President Trump’s interest in going to Moscow to celebrate the end of World War II worries NATO allies who fear that his visit might help the Kremlin mask aggression against Lithuania.
“It’s our worst nightmare coming true, actually, an American president going to celebrate something that is not a celebration for all the Soviet-occupied countries at all,” Dovile Sagatiene, a legal adviser to the Lithuanian Supreme Court, told the Washington Examiner. Sagatiene fears that an “unpredictable” Trump would make an agreement with Putin that might jeopardize Lithuania’s security.
Sagatiene’s comments were in response to Trump saying he might accept Russian President Vladimir Putin’s invitation to visit Moscow in May to commemorate the 75th anniversary of the defeat of Nazi Germany. “I am thinking about it,” Trump said on Nov. 9. “It’s a very big deal, celebrating the end of the war.”

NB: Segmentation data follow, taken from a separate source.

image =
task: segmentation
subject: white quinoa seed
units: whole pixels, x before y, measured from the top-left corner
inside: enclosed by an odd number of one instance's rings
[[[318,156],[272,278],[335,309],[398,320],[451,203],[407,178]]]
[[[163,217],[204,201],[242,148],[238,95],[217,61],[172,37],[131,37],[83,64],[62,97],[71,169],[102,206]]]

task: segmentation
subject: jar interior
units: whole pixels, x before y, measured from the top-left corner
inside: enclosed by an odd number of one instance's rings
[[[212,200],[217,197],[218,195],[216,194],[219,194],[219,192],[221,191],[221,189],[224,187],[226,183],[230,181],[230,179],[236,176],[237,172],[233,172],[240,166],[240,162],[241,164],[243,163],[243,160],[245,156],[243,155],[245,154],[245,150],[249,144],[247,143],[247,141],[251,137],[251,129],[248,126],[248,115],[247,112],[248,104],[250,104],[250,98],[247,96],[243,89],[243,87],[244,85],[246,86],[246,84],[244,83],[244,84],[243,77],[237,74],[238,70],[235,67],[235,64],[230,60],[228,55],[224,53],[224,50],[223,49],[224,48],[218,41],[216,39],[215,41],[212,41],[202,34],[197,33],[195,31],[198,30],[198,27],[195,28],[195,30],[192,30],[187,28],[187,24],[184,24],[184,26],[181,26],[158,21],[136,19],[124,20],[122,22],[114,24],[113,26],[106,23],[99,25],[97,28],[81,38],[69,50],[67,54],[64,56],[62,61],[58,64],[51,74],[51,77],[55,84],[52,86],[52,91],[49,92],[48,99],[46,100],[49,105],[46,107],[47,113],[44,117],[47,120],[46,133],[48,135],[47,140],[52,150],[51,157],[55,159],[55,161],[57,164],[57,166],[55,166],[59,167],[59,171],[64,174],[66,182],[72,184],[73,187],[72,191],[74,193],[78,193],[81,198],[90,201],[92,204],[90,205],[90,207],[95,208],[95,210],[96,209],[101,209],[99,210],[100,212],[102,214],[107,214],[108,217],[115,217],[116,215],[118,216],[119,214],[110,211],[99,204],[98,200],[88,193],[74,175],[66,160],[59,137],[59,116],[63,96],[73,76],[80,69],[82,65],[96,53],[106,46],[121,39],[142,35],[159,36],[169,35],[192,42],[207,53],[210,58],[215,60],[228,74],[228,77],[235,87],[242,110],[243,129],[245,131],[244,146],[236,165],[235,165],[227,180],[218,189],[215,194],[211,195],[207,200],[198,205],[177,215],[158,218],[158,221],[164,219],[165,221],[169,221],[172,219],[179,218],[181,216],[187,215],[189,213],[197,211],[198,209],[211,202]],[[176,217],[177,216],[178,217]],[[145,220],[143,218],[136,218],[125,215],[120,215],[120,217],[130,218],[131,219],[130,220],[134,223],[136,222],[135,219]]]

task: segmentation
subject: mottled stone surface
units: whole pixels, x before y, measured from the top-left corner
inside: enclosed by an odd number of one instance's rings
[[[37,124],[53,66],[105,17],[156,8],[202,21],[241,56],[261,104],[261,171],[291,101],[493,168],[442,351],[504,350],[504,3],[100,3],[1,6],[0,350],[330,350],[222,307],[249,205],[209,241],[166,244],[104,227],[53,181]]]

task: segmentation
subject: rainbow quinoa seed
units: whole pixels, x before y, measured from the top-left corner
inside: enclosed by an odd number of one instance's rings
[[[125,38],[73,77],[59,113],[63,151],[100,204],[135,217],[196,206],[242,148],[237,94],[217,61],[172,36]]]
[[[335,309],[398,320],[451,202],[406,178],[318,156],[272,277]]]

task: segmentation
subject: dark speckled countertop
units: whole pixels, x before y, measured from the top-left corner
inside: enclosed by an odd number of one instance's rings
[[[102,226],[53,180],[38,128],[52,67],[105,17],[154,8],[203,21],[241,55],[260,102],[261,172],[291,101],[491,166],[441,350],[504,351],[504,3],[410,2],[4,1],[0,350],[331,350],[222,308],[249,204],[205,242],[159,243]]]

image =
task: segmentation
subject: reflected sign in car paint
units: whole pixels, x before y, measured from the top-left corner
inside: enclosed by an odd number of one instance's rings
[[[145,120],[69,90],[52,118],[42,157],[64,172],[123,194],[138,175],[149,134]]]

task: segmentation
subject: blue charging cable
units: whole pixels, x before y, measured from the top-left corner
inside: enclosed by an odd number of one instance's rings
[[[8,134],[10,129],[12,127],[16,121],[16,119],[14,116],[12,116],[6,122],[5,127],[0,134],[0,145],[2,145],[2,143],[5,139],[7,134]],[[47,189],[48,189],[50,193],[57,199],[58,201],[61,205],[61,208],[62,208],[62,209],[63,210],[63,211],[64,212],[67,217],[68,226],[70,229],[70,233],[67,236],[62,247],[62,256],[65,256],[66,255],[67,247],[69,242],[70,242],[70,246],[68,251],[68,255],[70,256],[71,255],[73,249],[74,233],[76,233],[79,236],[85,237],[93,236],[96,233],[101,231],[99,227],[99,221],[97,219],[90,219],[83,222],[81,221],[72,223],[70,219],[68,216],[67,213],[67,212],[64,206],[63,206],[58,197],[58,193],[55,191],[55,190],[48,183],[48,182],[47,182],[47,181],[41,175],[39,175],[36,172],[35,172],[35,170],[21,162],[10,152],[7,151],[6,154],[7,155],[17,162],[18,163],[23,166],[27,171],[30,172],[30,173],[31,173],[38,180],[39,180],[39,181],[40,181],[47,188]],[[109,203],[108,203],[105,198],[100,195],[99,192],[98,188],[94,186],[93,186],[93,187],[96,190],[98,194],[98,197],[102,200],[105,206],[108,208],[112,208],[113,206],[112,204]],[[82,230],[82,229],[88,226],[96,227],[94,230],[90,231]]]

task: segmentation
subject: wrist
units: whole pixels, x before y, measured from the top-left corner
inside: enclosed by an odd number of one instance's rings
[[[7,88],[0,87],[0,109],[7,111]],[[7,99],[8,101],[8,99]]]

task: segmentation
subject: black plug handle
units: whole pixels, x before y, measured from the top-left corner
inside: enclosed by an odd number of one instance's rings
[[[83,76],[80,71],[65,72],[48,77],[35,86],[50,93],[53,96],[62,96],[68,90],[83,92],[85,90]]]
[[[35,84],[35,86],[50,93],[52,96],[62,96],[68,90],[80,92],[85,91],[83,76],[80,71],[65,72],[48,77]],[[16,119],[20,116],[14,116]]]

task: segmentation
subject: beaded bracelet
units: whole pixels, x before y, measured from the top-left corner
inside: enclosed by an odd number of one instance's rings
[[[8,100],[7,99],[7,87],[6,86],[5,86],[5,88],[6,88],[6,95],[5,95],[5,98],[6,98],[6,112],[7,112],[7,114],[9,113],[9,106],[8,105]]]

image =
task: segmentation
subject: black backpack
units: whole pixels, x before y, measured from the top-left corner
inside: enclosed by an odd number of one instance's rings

But celebration is premature, the Lithuanian Defense Minister Raimundas Karoblis said Friday at his country’s embassy in Washington.
“The war is not over,” Karoblis said at an event highlighting Soviet crimes in post-war Lithuania. “At least for Lithuania and its Baltic sister countries, this fight remains a war with an opponent who has never followed the rules nor the customs of traditional warfare.”
During his presentation, Karoblis likened the Soviet Union to the Third Reich, equating them as totalitarian regimes that committed grave human rights abuses in the countries they occupied. As such, Karobilis argued against commending Russia’s role in ending World War II.
“We are not celebrating,” Karoblis said Friday.
The embassy event was a salvo in the “memory wars” that have erupted around the history of the Cold War. Putin touts the Soviet Union’s role in defeating the Nazis as a point of national pride. Simultaneously, Kremlin propagandists brand Russia’s critics in former Soviet vassal states as fascists and neo-Nazis. Karoblis rebutted that argument, while implicitly making the case against Trump’s trip.
“Up to the very day, the end of the Second World War in Lithuania has another meaning,” Karoblis said in his prepared remarks. “It was the beginning of our war against Soviet occupation and national genocide.”
Trump was not mentioned in formal remarks, but the officials and experts involved said privately that they are troubled by the idea of the trip.
Trump would not be the first American president to attend such an event. Bill Clinton and George W. Bush made similar trips during their presidencies. But Russia’s 2014 invasion of Ukraine has stoked fear of aggression against other former Soviet satellite states.
“We can see this as a symbol of something happening. Something … new Ribbentrop and Molotov?” Sagatiene, the legal adviser, said, referring to the infamous Molotov-Ribbentrop agreement in which Nazi Germany and the Soviet Union agreed to divide Europe. “It’s too strong to say this, but this symbolic gesture is very strong. It’s very strong.”
The embassy event put a spotlight on “the Nuremberg that never happened,” lamenting that Soviet officials were never prosecuted by the type of tribunal that punished Nazi human rights abuses. Karoblis, in explaining the reason for the event, departed from his prepared remarks by referring to “the time of Russian occupation” as opposed to the Soviet occupation.